Postoperative arrhythmias are the most common complication after cardiac surgery with an overall reported incidence of 5% to 63%.36 The most frequent arrhythmia is atrial fibrillation, which occurs in up to 40% of patients following bypass graft surgery and 60% of patients following combined CABG valve surgery.36 Inflammation of the myocardium and mechanical disruption of the cardiac conduction system during surgery predispose cardiac surgical patients to bradyarrhythmias and heart block during the postoperative period. Accordingly, placement of temporary epicardial pacing wires in the ventricles and atria is routine.37 Atrial wires will allow for AV synchrony during contraction, but removal of these wires from the more fragile atrial tissue may place the patient at an increased risk of atrial damage and tamponade.

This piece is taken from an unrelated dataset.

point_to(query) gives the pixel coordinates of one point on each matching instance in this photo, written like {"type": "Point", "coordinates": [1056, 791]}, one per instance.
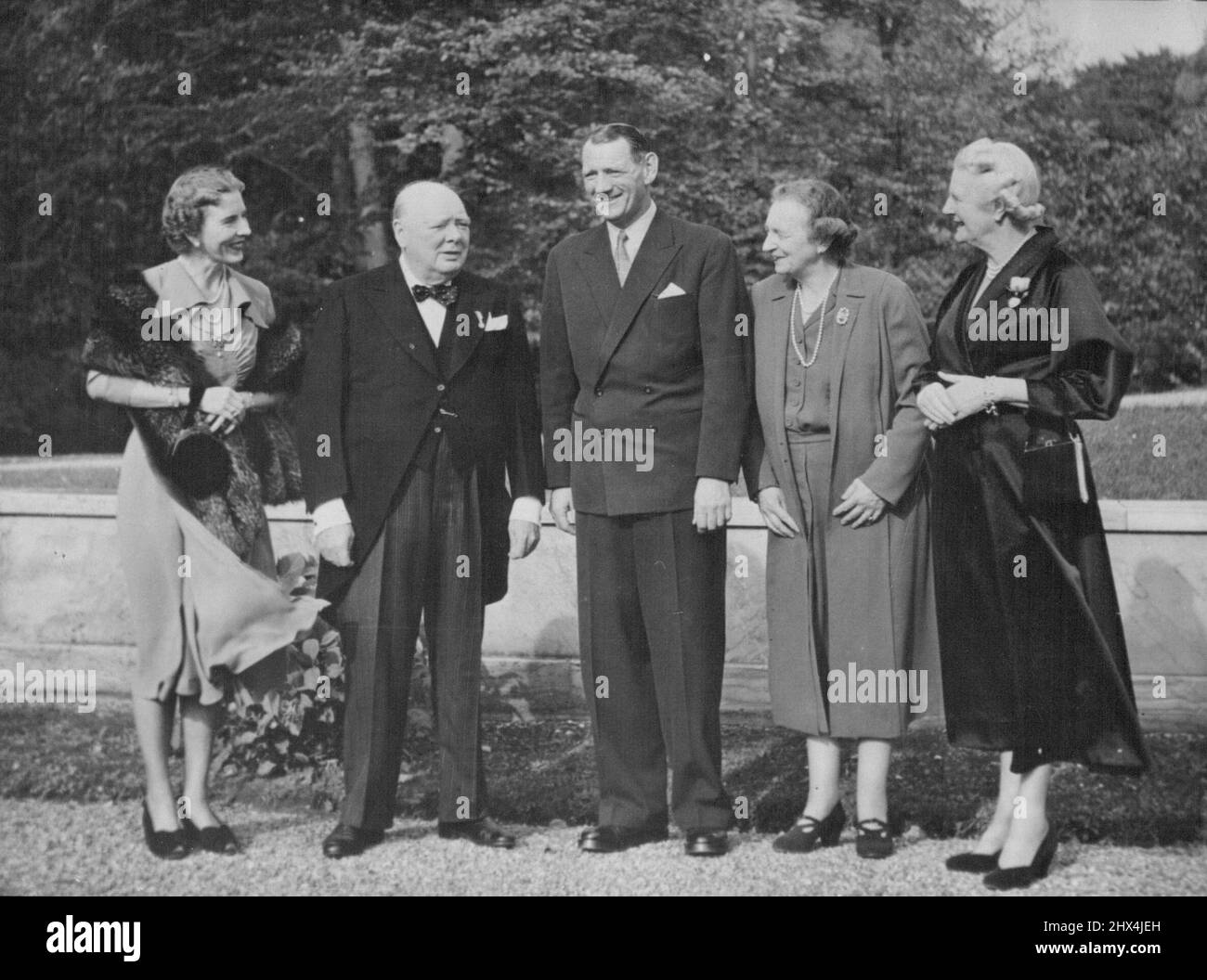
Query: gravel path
{"type": "Point", "coordinates": [97, 848]}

Given the association of supraventricular arrhythmias with increased morbidity and length of stay, considerable research effort has focused on prevention and treatment.38 In the postoperative period, 60% of arrhythmias manifest within the first 3 postoperative days.38 For the patient with new-onset atrial fibrillation or flutter, the first step is to decide whether any hemodynamic instability is present. In the unstable patient, preparations should be made for immediate cardioversion according to Advanced Cardiac Life Support (ACLS) guidelines. In the hemodynamically stable patient, examination of the serum metabolic panel should be done for evidence of hypokalemia or hypomagnesemia with repletion of potassium or magnesium as necessary. If atrial fibrillation persists, the clinician must decide whether rate or rhythm control is preferred. Although rate control will limit tachycardia and myocardial oxygen consumption, it will not provide the benefit of atrial contraction and requires long-term anticoagulation.

If rate control is deemed appropriate for the patient, the most common agents used include beta blockers (e.g., atenolol or metoprolol), calcium channel blockers (e.g., diltiazem or verapamil), and digoxin.38 Care should be avoided when administering beta blockers to patients with severe chronic obstructive pulmonary disease (COPD) or reduced ejection fraction.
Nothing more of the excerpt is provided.